AS a group of consultant psychiatrists in Cambridge, we write about the severity of the cuts to mental health services in Cambridgeshire which are necessary because the Cambridge PCTs are passing on to mental health some of the deficit that has developed in their finances.

The scale of the cuts (10 per cent of the local budget) is so large and abrupt that we know that this action will limit the delivery of a safe, satisfactory service and place the patient, carers and the public at increased risk.

We are aware that we are not alone and that other trusts face large cuts to their mental health services. The deficit often lies with the commissioning trust which makes it impossible for the provider to prepare appropriately.

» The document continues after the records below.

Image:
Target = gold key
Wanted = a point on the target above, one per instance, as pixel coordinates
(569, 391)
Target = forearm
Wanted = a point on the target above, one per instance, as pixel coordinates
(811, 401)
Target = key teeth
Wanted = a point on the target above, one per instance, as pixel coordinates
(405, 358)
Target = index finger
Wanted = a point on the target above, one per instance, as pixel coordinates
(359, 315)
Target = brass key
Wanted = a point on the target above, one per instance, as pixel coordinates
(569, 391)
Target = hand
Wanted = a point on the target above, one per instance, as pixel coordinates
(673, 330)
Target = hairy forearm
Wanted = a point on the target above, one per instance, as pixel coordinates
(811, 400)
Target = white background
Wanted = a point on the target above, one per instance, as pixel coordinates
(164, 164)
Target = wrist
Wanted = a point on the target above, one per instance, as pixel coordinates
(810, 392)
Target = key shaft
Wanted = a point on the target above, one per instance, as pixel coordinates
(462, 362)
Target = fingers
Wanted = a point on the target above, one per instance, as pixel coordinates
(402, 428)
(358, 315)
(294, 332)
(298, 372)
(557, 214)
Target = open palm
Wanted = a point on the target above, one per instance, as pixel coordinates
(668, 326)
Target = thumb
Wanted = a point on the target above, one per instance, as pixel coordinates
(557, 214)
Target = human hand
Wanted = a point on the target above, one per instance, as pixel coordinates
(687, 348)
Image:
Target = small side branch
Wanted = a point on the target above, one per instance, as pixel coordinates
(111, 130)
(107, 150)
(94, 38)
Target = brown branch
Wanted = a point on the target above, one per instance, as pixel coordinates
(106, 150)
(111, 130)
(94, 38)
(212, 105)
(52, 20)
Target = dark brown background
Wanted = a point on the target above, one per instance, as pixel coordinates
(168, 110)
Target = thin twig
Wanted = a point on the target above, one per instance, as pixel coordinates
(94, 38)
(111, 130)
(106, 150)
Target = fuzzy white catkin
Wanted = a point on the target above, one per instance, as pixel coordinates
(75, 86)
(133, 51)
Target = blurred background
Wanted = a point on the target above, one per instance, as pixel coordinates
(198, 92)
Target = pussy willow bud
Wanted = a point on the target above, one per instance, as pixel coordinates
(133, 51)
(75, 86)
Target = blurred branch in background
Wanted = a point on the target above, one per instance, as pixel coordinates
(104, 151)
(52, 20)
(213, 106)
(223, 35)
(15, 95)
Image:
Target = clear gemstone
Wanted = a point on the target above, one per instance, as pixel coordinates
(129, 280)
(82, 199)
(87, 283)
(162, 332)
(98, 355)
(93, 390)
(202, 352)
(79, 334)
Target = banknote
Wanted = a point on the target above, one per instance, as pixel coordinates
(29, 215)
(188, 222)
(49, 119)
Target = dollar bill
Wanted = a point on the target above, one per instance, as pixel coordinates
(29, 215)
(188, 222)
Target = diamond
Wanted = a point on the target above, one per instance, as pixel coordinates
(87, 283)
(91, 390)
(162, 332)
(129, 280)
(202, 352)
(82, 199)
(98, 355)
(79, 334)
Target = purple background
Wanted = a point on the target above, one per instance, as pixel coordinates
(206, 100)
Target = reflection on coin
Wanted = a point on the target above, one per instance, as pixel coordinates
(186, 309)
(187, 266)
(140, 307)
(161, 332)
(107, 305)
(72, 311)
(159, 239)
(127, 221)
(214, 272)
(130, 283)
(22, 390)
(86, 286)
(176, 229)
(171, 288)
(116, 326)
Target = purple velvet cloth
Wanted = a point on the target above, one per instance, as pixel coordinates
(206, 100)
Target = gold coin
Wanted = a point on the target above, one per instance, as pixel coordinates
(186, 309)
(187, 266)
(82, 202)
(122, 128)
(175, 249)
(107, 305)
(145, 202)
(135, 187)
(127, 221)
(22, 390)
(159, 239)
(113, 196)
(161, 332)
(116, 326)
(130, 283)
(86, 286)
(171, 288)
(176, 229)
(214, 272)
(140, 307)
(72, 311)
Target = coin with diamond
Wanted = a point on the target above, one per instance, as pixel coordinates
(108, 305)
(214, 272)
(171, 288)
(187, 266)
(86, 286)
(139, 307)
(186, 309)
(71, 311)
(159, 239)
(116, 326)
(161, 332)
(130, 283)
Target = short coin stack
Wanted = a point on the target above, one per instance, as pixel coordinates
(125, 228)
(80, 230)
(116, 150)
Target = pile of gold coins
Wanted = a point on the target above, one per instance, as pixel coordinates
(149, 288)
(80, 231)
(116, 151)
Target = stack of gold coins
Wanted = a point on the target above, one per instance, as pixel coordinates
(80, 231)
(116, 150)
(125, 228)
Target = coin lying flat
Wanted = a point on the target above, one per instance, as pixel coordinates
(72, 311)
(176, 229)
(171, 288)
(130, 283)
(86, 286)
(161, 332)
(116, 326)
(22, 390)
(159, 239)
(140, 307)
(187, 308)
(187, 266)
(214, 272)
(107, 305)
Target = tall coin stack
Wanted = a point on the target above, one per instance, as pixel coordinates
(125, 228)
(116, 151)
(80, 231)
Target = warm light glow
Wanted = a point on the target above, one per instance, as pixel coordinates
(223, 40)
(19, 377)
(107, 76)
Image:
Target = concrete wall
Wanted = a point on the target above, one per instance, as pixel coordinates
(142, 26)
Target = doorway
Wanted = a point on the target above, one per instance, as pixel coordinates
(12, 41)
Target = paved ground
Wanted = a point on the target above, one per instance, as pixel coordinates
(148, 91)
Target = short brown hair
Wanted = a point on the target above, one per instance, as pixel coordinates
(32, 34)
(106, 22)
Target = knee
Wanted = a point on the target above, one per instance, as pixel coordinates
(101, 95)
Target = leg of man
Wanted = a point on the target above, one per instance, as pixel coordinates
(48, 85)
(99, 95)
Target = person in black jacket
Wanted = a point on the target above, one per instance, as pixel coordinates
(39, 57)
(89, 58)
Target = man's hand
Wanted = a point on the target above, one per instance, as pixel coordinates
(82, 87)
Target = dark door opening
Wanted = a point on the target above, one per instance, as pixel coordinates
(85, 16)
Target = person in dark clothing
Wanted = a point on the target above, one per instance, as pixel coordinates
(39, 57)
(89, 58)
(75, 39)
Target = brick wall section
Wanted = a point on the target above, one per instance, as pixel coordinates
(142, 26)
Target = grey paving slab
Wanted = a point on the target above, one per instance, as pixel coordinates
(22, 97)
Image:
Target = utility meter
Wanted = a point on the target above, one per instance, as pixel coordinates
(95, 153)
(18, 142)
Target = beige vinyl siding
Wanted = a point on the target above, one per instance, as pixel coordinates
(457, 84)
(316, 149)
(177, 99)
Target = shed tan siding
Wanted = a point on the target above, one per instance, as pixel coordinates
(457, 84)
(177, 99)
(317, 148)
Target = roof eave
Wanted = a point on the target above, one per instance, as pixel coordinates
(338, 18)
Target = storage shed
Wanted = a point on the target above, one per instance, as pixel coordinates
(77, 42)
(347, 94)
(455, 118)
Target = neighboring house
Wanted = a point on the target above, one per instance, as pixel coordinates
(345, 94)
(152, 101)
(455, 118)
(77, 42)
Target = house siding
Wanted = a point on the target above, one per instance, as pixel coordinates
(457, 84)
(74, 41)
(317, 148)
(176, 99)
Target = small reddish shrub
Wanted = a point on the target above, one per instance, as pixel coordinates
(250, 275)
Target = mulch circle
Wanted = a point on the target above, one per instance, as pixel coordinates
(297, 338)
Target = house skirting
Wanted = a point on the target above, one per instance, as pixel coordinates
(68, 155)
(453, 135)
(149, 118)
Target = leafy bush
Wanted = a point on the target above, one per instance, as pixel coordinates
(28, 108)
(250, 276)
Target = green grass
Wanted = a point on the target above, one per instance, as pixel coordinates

In our case the initial announcement was a withholding of £1 million this year (five per cent of our budget). Hard enough to manage, but within weeks the Strategic Health Authority demanded that the PCTs should withhold £2 million and save this by next April.

We are very concerned that there will be serious untoward incidents as a result of the recent decisions. Existing services are already stretched. Any reduction in services puts further pressure on what is left.

The proposed closures leave our service exposed and risk of suicide or violence is further increased if the measures are taken in such haste.

Many patients will be unable to get appropriate care as undoubtedly criteria for the service will rise and so access to the service will be more difficult and for shorter periods of time. Ultimately this will result in more responsibility being left with the family and general practitioners in primary care. Carers are becoming aware that more will fall on them with less support.

We are attempting to discern how we can protect what we have and manage what we must do without. Clinical care and risk are our top priority. We are opening a crisis resolution and home treatment team that had been planned for this year, but it will not balance the losses. In particular it cannot replace the inpatient services for the elderly which must go, and it is not aimed at the young people currently cared for by the young people's therapeutic community, a flagship service that will close if the cuts go ahead.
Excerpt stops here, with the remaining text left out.